The Commerce Department reported this morning that sales for U.S. wholesalers rose for the first time in eight months, contributing to a record drop in inventories. Sales rose 0.6% while inventory levels fell by 1.5% -- the biggest one month decline for wholesale inventories since records began in 1992. At the current sales pace, it would take 1.31 months for distributors to deplete inventory on hand. The sharp reduction in stockpiles means that a small increase in the pace of sales will generate a significant increase in the size of manufacturing and supplier orders - a major required cog in the machinery of economic recovery. While this data means nothing in terms of its impact on today's rate sheets - you can bet mortgage investors will begin to pay closer attention to this data series in the coming months.

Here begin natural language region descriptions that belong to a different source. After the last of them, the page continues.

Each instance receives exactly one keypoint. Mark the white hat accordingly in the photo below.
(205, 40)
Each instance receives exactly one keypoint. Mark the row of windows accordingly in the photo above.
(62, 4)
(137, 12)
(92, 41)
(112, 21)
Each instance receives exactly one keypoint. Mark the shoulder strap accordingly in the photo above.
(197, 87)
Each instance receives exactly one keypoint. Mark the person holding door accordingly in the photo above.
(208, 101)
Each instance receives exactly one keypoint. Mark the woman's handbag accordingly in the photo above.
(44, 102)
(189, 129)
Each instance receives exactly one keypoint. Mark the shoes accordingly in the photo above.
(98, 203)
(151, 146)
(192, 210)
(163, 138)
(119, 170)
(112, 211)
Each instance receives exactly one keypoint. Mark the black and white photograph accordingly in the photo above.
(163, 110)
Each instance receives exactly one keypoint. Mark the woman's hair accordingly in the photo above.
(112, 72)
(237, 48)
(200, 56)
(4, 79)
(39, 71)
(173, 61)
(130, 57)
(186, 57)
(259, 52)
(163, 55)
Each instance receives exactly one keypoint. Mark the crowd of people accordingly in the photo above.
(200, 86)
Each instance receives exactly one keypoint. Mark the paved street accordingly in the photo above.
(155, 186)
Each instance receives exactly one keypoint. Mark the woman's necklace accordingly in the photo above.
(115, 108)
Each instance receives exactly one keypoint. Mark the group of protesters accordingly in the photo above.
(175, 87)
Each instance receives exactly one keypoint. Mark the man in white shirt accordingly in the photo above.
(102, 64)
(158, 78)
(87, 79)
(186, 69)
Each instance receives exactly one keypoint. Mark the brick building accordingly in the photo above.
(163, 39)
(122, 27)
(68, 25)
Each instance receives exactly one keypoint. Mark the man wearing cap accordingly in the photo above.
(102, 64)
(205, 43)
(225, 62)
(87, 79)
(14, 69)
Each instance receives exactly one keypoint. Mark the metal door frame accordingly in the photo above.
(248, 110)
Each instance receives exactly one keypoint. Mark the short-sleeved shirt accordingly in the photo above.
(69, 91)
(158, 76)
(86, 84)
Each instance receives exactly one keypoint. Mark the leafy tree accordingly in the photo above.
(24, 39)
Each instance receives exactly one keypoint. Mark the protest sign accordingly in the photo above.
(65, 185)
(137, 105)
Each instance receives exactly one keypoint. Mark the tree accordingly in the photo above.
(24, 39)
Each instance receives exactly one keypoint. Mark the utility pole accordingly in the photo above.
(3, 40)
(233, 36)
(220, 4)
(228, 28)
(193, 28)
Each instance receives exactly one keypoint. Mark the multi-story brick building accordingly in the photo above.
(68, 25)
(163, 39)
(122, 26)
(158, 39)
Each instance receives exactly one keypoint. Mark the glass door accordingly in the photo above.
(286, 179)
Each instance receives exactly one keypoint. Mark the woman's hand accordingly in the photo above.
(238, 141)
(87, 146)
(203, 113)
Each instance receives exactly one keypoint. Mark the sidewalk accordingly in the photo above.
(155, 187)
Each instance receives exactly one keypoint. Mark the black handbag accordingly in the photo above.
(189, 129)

In a separate report the Mortgage Bankers of America said the pace of mortgage applications rose last week, lead by demand for home purchase loans. For the week ended April 3rd the MBA's overall index of mortgage applications, which includes both requests for purchase and refinance loans, increased 4.7%. The purchase component of the overall index was up 11.1% while the refinance component posted an increase of 3.2%. The MBA said borrowing cost on 30-year fixed rate mortgages, excluding fees, averaged 4.73%, up 0.12 percentage points from the record low the previous week -- but well below the 5.78% that was recorded during this same week one-year ago. On a year-over-year basis mortgage applications are up 72.4%.

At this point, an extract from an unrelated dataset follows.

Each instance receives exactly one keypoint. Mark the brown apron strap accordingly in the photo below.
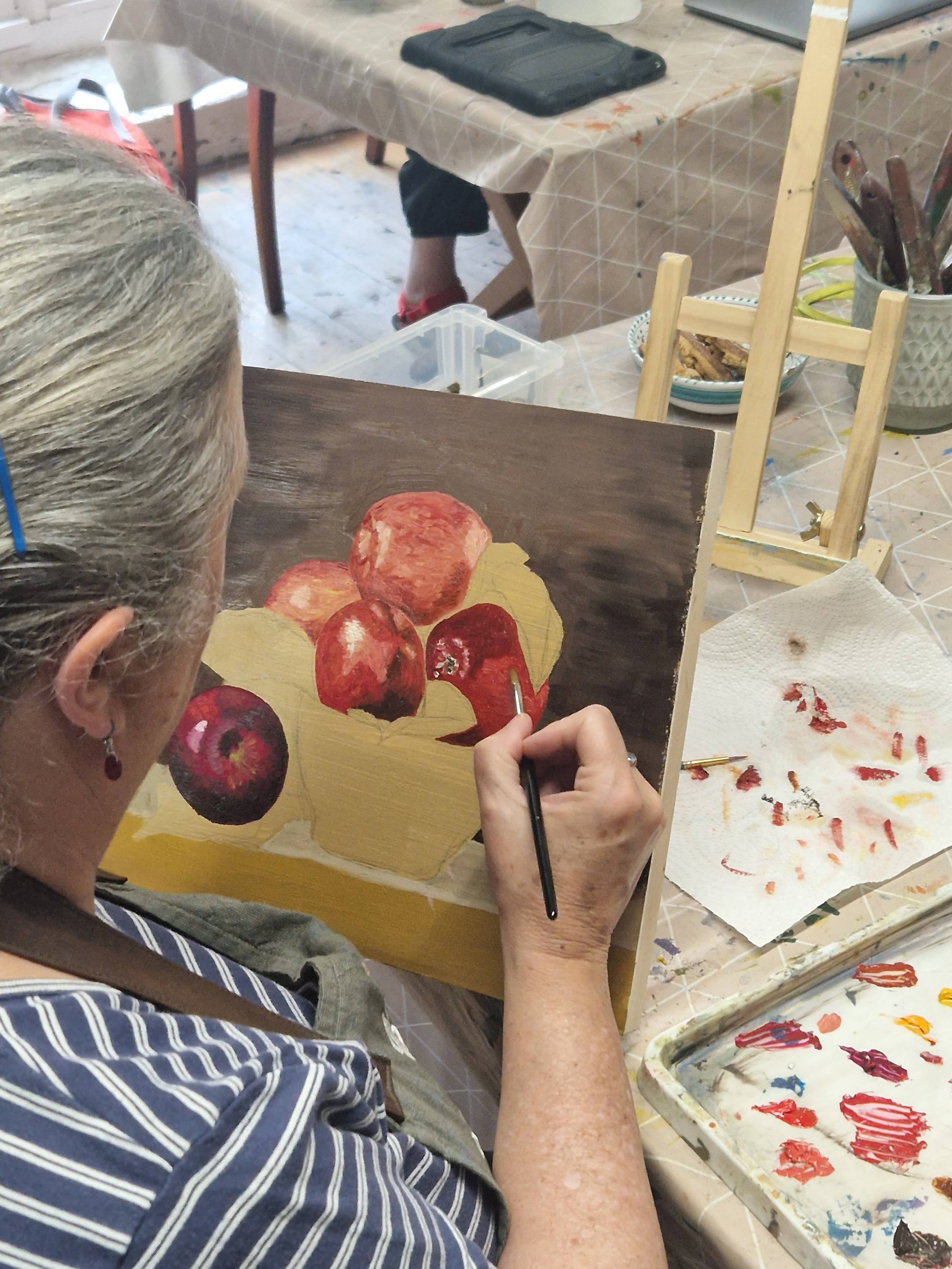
(40, 926)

Uncle Sam will be in the credit market today looking to borrow $38 billion in the form of three-year notes. This offering should be well bid and should therefore create little, if any noticeable impact on mortgage interest rates. The Treasury auction will conclude at 1:00 p.m. ET.
Still to come at 2:00 p.m. ET today will be the release of the minutes from the Federal Open Market Committee March meeting. Investors will peruse this document looking for further insight into central bankers' decision to directly purchase $300 billion of Treasury obligations and to add an additional $750 billion to their available funds to purchase mortgage-backed securities. It is highly unlikely anything contained in this document will catch market participants by surprise. Look for this event to have no perceptible impact on the current trend trajectory of mortgage interest rates.